Avevo un appuntamento con un cliente. Io ero fuori per lavoro e lui stava per uscire dall’ufficio.
Capita spesso che, approfittando dei sopralluoghi che faccio in città e anche fuori, dia appuntamento a clienti interessanti che non avrebbe senso ospitare in ufficio, anche perché più sto lontana dal mio odioso socio e meglio è.

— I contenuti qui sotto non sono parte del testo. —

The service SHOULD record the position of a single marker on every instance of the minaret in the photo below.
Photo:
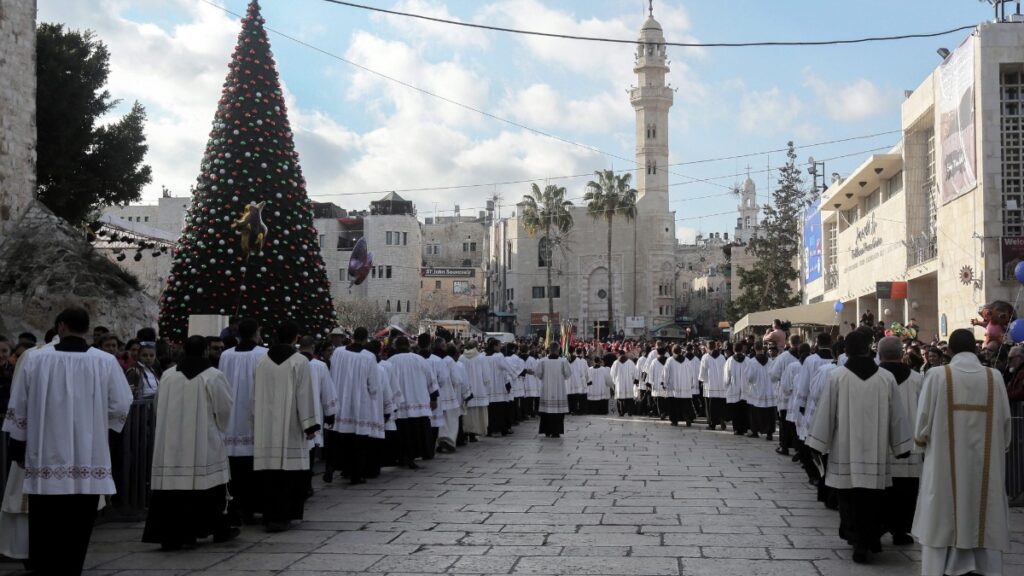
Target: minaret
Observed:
(747, 223)
(651, 98)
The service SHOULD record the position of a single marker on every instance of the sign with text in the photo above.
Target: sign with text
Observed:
(448, 272)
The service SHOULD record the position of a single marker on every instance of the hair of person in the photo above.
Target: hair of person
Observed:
(287, 332)
(890, 350)
(858, 344)
(248, 327)
(962, 340)
(401, 344)
(195, 345)
(76, 319)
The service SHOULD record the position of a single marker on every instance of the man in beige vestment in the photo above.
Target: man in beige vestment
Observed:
(964, 427)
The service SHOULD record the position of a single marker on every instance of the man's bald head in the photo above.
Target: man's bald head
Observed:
(890, 350)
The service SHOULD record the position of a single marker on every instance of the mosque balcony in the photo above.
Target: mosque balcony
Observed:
(651, 93)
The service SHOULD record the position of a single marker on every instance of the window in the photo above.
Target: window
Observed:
(543, 252)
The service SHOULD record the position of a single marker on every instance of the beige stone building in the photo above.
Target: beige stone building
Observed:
(943, 212)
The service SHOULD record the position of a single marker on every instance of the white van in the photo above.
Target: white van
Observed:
(503, 337)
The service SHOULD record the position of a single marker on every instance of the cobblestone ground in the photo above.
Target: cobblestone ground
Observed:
(612, 496)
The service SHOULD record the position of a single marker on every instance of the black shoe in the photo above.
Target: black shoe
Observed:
(902, 539)
(226, 536)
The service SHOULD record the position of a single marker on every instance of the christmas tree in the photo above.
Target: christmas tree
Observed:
(249, 247)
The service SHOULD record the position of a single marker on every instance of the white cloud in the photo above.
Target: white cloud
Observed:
(768, 111)
(423, 32)
(851, 103)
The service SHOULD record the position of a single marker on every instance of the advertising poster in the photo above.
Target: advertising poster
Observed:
(956, 168)
(812, 243)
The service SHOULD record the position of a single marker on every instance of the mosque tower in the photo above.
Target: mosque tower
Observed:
(651, 98)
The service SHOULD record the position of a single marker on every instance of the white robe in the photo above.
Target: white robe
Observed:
(284, 406)
(413, 376)
(601, 385)
(554, 372)
(478, 374)
(240, 369)
(625, 375)
(857, 422)
(759, 391)
(734, 375)
(955, 507)
(192, 414)
(61, 405)
(713, 375)
(355, 378)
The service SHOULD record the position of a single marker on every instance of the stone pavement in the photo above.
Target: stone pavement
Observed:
(612, 496)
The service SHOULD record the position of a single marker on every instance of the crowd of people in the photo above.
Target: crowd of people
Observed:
(242, 417)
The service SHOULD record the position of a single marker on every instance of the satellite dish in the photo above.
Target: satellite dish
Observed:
(359, 263)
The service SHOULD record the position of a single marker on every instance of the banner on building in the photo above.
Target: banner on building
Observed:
(812, 243)
(957, 166)
(1011, 253)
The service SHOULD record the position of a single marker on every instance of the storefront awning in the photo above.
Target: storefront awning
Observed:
(821, 314)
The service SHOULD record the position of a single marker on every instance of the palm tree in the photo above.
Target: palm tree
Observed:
(547, 212)
(608, 196)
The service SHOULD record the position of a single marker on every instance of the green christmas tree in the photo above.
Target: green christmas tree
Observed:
(249, 247)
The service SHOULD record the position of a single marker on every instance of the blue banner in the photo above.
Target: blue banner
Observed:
(812, 243)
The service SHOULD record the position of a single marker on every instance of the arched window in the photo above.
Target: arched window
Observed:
(543, 252)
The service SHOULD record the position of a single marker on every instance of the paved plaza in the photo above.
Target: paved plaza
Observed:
(612, 496)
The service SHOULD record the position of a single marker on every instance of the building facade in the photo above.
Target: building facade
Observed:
(643, 258)
(933, 229)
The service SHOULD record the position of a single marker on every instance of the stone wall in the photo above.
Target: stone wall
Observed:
(17, 109)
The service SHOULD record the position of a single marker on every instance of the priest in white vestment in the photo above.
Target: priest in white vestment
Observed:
(189, 461)
(858, 420)
(554, 372)
(478, 374)
(356, 383)
(712, 377)
(284, 418)
(239, 366)
(627, 377)
(64, 400)
(964, 427)
(901, 497)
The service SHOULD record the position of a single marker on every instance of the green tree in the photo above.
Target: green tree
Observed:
(775, 248)
(82, 167)
(249, 247)
(547, 212)
(607, 196)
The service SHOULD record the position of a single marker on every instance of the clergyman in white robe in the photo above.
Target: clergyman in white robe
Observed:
(964, 427)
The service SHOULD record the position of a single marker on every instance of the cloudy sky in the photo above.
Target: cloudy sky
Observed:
(359, 133)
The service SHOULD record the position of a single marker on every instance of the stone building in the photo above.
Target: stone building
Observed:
(939, 219)
(643, 255)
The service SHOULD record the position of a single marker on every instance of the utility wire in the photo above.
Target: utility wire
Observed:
(682, 44)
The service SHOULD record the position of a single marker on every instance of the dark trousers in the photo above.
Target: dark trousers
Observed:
(59, 529)
(716, 412)
(860, 518)
(900, 502)
(244, 502)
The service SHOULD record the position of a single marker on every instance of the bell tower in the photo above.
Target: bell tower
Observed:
(651, 98)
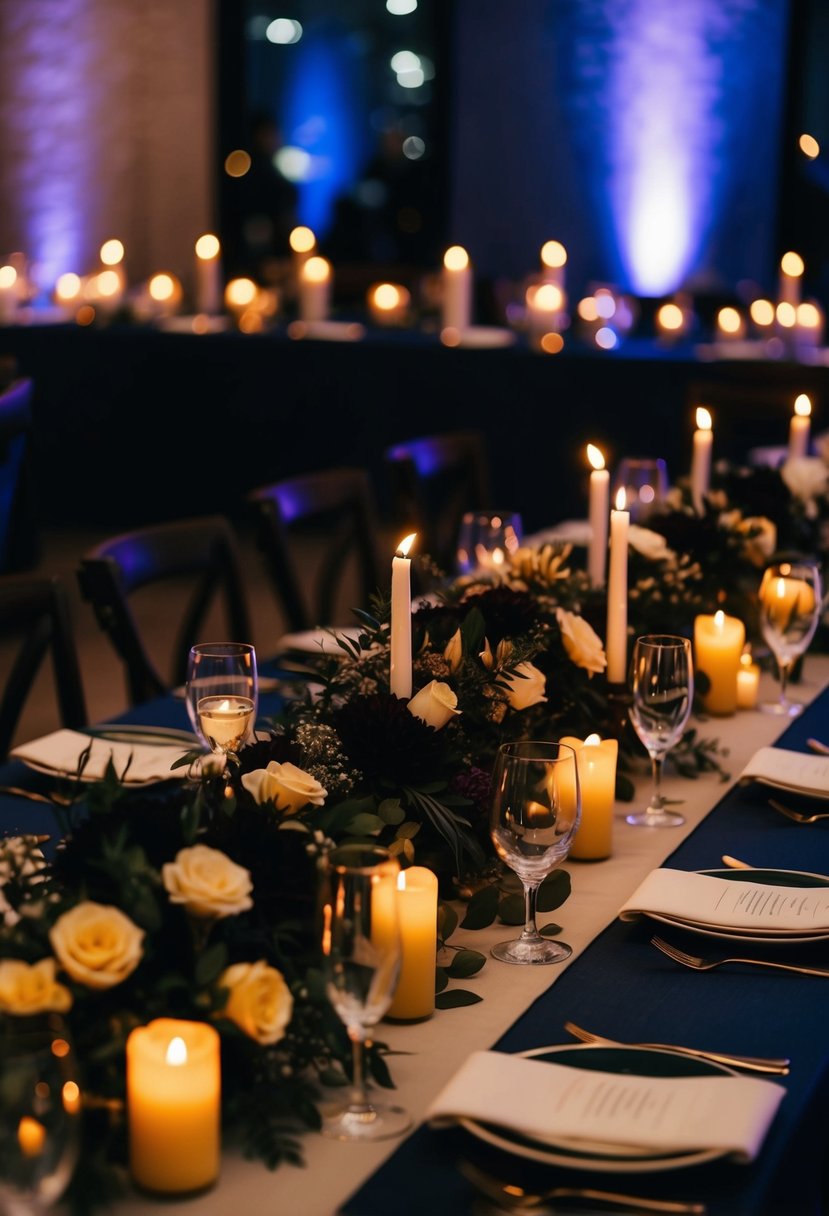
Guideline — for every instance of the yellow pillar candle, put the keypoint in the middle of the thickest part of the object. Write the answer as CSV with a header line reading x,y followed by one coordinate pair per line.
x,y
718,642
597,780
748,684
417,917
173,1104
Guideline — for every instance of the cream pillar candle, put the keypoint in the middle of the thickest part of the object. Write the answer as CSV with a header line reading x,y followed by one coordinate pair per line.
x,y
599,500
314,290
173,1104
596,759
616,631
799,427
208,275
700,463
417,918
456,302
400,674
718,642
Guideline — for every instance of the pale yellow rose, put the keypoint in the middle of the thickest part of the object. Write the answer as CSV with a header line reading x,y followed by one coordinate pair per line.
x,y
454,652
96,944
288,787
434,704
581,642
259,1000
526,686
32,988
207,882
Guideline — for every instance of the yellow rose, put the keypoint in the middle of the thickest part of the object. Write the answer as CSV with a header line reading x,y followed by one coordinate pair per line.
x,y
288,787
27,989
259,1000
207,882
434,704
526,686
96,944
581,642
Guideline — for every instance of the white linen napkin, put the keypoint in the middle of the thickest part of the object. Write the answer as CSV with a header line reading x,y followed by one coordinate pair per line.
x,y
550,1102
58,753
796,771
729,904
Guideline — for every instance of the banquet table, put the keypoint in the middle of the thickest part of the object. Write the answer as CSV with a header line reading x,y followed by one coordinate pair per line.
x,y
615,984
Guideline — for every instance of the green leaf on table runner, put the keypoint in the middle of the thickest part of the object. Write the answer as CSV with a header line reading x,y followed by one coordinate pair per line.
x,y
481,910
456,1000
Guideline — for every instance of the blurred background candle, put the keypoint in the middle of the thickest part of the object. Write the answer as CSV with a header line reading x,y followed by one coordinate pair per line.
x,y
599,501
456,290
400,674
799,427
314,290
417,918
748,682
388,304
718,642
596,759
700,461
208,275
616,632
173,1104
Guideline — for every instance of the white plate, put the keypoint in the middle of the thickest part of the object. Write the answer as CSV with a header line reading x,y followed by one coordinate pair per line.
x,y
777,878
608,1158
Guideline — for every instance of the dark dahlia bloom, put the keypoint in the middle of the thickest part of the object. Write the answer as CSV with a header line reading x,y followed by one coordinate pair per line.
x,y
384,741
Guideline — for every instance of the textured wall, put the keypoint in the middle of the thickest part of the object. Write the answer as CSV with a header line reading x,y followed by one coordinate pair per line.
x,y
106,129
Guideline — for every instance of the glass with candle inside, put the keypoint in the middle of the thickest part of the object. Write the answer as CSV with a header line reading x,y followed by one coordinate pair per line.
x,y
221,694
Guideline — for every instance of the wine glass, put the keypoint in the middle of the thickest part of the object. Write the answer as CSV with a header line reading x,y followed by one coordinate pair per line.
x,y
360,963
535,811
663,696
40,1112
221,693
790,602
644,483
486,539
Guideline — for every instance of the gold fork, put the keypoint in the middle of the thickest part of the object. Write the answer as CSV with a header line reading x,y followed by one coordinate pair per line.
x,y
798,816
706,964
751,1063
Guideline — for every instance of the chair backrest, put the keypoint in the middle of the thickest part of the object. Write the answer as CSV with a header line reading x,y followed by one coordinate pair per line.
x,y
35,621
433,482
18,528
336,508
202,555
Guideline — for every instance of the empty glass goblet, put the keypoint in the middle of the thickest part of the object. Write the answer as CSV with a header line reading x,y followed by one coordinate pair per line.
x,y
790,603
39,1114
535,811
221,693
360,943
661,698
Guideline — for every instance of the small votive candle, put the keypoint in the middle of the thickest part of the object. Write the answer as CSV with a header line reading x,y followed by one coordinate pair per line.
x,y
718,642
417,918
173,1105
748,682
596,759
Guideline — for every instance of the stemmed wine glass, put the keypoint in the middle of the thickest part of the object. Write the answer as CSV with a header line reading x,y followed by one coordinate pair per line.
x,y
221,693
535,811
360,963
660,708
790,602
40,1114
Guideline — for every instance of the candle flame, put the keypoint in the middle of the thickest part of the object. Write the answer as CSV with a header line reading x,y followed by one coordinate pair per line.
x,y
595,456
176,1051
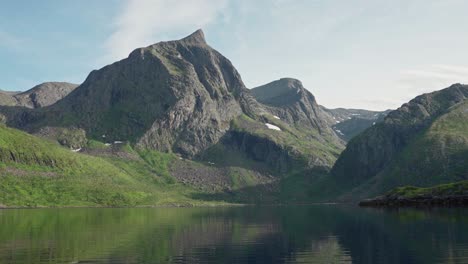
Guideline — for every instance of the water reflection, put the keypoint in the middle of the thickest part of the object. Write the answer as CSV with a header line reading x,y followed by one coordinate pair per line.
x,y
313,234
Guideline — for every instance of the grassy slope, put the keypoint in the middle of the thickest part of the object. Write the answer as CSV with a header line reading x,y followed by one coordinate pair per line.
x,y
293,186
36,172
437,155
302,143
449,189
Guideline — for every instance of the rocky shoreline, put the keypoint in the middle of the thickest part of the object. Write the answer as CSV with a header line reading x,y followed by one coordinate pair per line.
x,y
423,200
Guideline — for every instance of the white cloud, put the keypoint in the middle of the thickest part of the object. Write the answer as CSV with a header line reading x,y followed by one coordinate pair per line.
x,y
8,40
144,22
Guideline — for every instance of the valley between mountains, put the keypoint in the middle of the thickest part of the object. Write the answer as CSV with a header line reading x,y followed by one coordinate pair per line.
x,y
174,125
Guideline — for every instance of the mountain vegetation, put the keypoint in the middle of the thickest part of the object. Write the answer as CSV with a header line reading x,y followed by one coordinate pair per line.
x,y
174,124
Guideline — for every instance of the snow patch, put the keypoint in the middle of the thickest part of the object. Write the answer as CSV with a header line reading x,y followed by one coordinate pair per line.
x,y
339,132
270,126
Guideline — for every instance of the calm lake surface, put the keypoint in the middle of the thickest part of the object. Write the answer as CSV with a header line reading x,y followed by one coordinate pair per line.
x,y
293,234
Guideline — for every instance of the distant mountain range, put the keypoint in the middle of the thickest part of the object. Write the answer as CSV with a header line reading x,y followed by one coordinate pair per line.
x,y
177,116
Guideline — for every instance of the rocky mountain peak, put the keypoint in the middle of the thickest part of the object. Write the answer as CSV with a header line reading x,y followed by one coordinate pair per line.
x,y
196,38
284,91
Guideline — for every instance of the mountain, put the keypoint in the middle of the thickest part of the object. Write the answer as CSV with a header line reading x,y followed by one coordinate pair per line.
x,y
290,101
184,97
41,95
348,123
422,143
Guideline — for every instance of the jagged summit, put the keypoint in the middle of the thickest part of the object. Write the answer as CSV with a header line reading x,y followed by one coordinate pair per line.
x,y
280,92
289,100
196,38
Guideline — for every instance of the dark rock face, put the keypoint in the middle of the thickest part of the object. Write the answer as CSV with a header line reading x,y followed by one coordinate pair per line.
x,y
348,123
41,95
171,96
424,200
290,101
183,97
44,94
261,149
372,151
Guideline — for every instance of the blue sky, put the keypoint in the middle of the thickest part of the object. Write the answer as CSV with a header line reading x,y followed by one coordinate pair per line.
x,y
373,54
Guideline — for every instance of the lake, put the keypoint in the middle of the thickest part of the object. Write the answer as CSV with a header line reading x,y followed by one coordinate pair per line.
x,y
289,234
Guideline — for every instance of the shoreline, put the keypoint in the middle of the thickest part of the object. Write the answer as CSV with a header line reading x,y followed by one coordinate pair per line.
x,y
417,201
3,207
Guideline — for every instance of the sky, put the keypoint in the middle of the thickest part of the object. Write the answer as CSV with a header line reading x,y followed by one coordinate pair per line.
x,y
368,54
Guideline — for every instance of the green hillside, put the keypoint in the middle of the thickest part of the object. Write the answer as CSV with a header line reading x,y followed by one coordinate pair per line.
x,y
435,155
38,172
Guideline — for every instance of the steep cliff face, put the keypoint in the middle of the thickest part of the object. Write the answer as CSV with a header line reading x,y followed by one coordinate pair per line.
x,y
290,101
348,123
412,145
185,97
172,96
41,95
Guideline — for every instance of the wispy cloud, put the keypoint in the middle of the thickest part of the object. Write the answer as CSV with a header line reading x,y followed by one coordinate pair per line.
x,y
8,40
143,22
429,78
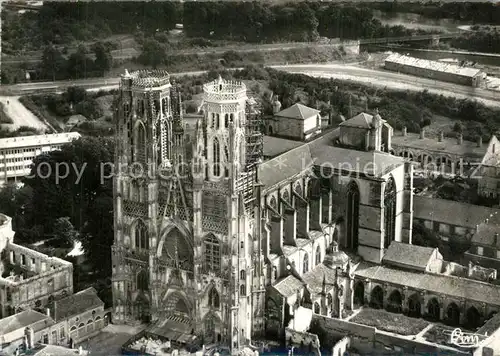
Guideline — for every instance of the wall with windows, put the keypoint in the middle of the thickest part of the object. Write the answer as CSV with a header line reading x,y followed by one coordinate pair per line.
x,y
34,280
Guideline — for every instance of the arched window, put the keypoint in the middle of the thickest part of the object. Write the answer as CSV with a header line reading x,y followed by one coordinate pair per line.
x,y
216,162
141,143
390,212
318,255
143,280
272,202
213,298
141,235
226,157
305,263
212,254
352,215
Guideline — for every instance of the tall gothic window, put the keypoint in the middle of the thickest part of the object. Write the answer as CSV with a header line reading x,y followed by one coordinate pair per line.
x,y
305,264
141,235
141,143
142,280
318,255
213,298
390,212
216,161
352,215
212,254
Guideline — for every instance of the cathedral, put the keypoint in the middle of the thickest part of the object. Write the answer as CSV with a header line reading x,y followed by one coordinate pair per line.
x,y
212,240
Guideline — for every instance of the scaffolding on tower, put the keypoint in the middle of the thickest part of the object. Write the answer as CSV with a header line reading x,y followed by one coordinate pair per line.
x,y
253,151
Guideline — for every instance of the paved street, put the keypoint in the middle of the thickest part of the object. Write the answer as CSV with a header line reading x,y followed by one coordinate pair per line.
x,y
110,340
19,114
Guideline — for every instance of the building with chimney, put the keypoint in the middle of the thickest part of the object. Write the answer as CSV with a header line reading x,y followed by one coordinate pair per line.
x,y
225,245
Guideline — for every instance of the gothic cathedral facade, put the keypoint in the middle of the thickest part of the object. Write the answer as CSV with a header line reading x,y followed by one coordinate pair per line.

Ormai ho una certa esperienza e capisco al volo quando un cliente può davvero essere utile ma necessita di un trattamento, diciamo pure di favore, mi spiego?
E così diedi appuntamento al tizio alle cinque del pomeriggio al bar.
Mi sedetti al tavolino del bar e ordinai uno spritz. Attesi.
Cinque minuti e il tizio arriva. Si siede di fronte a me, senza distogliere lo sguardo dai miei occhi. Chiama il cameriere, ordina due spritz e continua a fissarmi.
-Cazzo, non avrei mai immaginato che fossi così bella- mi dice ammirato. -Mi avevano detto, si, che eri un tipo speciale ma, Cristo santo, sei...sei terribilmente affascinante-.
-Grazie, fa sempre piacere essere apprezzata, ma io spero che tu sappia apprezzare anche le mie doti più nascoste...- gli dico ammiccando.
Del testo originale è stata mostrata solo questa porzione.